Top email marketers generally agree that it’s far more important to track metrics that reflect how people actually engage with messages. Depending on an organization’s goals, those metrics may include click-through rate, open rate, audience engagement, or conversions.

Yet, many marketers are gauging their success based on the size of their subscriber lists. While having thousands of subscribers might make a marketer feel good or seem impressive to higher ups in the organization, list size actually has relatively little impact on a company’s larger business objectives.

Focus Less on List Size

Having a huge list that never opens your emails or never clicks on your links doesn’t exactly help you reach your marketing goals. And, what’s worse, a large list that doesn’t care what you have to say can actually hurt your email efforts.
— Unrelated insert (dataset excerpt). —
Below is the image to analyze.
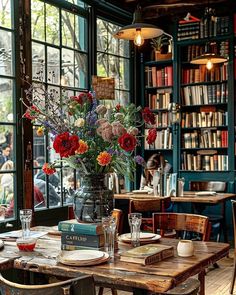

For example, sending messages to expired email addresses or inactive subscribers can result in bounces that will hurt your email deliverability and get your emails caught in spam filters. If that happens, even the people on your list who do want to hear from you, may not get your messages.

A better option is to stay on top of your email lists and attempt to either re-engage or remove inactive subscribers. It’s far better to have a smaller list of active, engaged users than a massive unengaged list.

What to Track Instead

Clutch’s report highlights the best practices of successful email marketers, including Community.is from Loyal, Ceros, and 730DC. These case studies reveal that a successful email marketing strategy will focus on metrics related to audience engagement, not list growth.

As Brad Hess, Director of Demand Generation at Ceros puts it: “At the end of the day, I don’t want a list of 100 people who are never going to open any of my emails because they were forced to subscribe. I want to find someone who has opted-in because they saw the content was valuable.”

Focus email marketing efforts on providing true value for subscribers, and track the metrics that reflect that value. From there, list growth, and more important, meeting your business objectives, will follow.